Пасюк вытер жирные от ружейного масла пальцы о кусок газеты, аккуратно свернул его и бросил в корзину, встал, коротко сказал:

– Есть, будет сделано…

– Вы, Тараскин и Шарапов, со мной завтра дежурите в группе по городу.

– А я? – обиженно спросил Гриша Шесть-на-девять. – А я что буду делать?

– Ну и ты с нами, конечно, куда ж тебя девать? Всем спать немедленно.

Сон был неплотен и зыбок, как рассветный туман, и лишь на мгновение, кажется, прикрыв глаза, я испуганно вскочил на кровати – показалось, что проспал. В комнате темно и очень холодно, и мне жаль было вылезать из нагретой за ночь постели. Я вытащил из-под одеяла руку и посмотрел на мерцающий зеленым светом циферблат: стрелки плотно слиплись на половине седьмого. Я досадливо крякнул – пропало полчаса сна; и я подумал о том, что утрачиваю фронтовую привычку спать до упора, используя каждую свободную минуту, возмещая вчерашний недосып и стараясь хоть миг вырвать у завтрашнего.

Со стула рядом с кроватью взял папиросу «Норд», чиркнул зажигалкой и глубоко затянулся.
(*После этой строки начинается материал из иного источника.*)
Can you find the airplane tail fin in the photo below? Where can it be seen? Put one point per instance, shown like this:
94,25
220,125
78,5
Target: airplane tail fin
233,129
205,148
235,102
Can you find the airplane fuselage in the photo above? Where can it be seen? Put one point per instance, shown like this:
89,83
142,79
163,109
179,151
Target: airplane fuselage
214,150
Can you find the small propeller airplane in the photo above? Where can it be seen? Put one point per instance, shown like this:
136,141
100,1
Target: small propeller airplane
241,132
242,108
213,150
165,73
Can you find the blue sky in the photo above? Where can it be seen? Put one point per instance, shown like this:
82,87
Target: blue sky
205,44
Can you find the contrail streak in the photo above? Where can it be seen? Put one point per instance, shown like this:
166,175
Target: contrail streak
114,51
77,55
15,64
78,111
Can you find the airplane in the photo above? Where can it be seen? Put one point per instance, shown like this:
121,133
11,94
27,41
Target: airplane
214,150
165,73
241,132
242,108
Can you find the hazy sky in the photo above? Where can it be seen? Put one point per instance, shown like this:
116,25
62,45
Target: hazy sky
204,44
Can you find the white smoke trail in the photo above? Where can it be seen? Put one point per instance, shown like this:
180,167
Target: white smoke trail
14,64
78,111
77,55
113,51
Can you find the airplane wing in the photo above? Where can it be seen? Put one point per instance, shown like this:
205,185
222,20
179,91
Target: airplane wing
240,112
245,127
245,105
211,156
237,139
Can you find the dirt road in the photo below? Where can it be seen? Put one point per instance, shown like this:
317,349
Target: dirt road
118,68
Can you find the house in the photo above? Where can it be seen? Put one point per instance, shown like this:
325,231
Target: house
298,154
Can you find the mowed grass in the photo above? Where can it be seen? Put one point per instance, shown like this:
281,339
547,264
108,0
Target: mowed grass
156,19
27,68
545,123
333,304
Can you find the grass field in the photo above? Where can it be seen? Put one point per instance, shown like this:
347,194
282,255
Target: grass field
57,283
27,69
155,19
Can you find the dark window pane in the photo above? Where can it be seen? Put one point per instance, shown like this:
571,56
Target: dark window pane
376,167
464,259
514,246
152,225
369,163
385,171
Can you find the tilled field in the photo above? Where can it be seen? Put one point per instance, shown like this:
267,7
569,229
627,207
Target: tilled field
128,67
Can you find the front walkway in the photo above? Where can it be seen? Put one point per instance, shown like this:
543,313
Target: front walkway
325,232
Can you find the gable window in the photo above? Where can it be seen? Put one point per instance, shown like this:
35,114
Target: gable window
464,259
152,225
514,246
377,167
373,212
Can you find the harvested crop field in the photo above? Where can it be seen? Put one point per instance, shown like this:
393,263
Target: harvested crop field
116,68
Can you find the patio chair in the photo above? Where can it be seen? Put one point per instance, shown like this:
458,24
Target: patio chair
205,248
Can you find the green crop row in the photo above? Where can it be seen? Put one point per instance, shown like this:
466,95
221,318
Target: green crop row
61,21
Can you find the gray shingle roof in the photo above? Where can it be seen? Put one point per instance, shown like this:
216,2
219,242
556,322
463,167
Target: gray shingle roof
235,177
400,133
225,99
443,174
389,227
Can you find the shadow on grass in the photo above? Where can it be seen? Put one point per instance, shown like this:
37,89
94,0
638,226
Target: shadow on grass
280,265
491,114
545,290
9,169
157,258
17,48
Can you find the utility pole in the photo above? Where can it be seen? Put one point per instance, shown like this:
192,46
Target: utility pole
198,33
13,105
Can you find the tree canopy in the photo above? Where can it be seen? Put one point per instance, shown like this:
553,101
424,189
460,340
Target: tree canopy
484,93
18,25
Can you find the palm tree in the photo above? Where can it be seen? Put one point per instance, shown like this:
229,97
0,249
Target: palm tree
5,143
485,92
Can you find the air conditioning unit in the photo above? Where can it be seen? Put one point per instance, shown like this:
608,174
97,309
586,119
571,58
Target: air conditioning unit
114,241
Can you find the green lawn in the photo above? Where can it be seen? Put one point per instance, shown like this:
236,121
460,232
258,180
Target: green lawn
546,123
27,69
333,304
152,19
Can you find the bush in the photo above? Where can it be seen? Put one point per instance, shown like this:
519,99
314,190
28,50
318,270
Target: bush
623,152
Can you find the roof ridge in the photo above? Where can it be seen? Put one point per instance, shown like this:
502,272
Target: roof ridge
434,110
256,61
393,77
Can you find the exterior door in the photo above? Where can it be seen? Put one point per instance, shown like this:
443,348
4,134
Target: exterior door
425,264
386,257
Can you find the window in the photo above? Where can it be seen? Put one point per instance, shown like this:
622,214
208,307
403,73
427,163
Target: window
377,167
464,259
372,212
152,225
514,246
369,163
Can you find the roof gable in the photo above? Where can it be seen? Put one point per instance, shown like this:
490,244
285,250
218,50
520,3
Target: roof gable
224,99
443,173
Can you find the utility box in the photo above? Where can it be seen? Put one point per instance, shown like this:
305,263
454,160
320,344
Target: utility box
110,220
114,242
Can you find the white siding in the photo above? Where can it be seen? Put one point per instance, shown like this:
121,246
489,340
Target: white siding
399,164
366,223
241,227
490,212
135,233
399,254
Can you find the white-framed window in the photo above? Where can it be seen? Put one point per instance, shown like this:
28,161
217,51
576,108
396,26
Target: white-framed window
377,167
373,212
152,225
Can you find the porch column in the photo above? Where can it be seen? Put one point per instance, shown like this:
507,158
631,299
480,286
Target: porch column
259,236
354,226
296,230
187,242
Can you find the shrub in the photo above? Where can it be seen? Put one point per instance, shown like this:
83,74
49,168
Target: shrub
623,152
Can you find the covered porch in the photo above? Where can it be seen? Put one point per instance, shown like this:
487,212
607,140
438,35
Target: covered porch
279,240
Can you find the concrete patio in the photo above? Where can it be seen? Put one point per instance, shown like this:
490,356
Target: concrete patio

Ничего нет слаще этой первой утренней затяжки, когда горячий сухой дым ползет в легкие, заливая голову мягкой одурью, и тело наполняется радостным ощущением бездельного блаженства, когда точно знаешь, что у тебя есть несколько свободных от беготни, суеты и забот минут, отданных всецело пустому глядению в потолок и удовольствию от горьковато-нежного табачного вкуса.

Окно комнаты выходило на перекресток у Сретенских ворот, и когда машины на улице, сдержанно урча, сворачивали с бульвара на Дзержинку, свет их фар белыми плотными столбами таранил стекло и, ворвавшись в комнату, упирался в стену, на одно мгновение замирал, словно в раздумье, куда ему дальше деваться, и затем стремительно прыгал на потолок яркими сполошными пятнами, прочерчивал его наискось и прятался в углу за карнизом, будто там была дырка, через которую он навсегда исчезал из комнаты.

Я лежал, глазел на прыгающие со стены на потолок пятна голубоватого света, курил папироску и думал о том, что в МУРе мне, наверное, придется нелегко. Чуть больше суток минуло с того момента, как я вошел в желтый трехэтажный особняк Управления милиции, предъявил в подъезде пропуск, поднялся на второй этаж, разыскал комнату номер 64 и постучал в дверь.

– Открыто! – крикнули тонким голосом из кабинета.

Я вошел и представился по-уставному:

– Оперуполномоченный старший лейтенант Шарапов для прохождения службы прибыл!

Хозяин кабинета, по-видимому, тот самый знаменитый старший оперуполномоченный Глеб Жеглов, начальник оперативной бригады отдела по борьбе с бандитизмом, к которому меня направили для стажировки, сидел за письменным столом, заваленным папками и исписанными на машинке листами. Меня удивило, что у знаменитого сыщика такой невзрачный вид – был он очень тощ, очень длинен, и очень сильные очки в роговой оправе сидели косо на хрящеватой переносице. И наверное, от сознания физической своей немощности держался он очень важно. Смотрел поверх меня, откидывая голову и задирая высоко подбородок, и, хотя происходило это скорее всего от недостатка зрения, вид у него при всей его нескладности все равно был крайне высокомерный.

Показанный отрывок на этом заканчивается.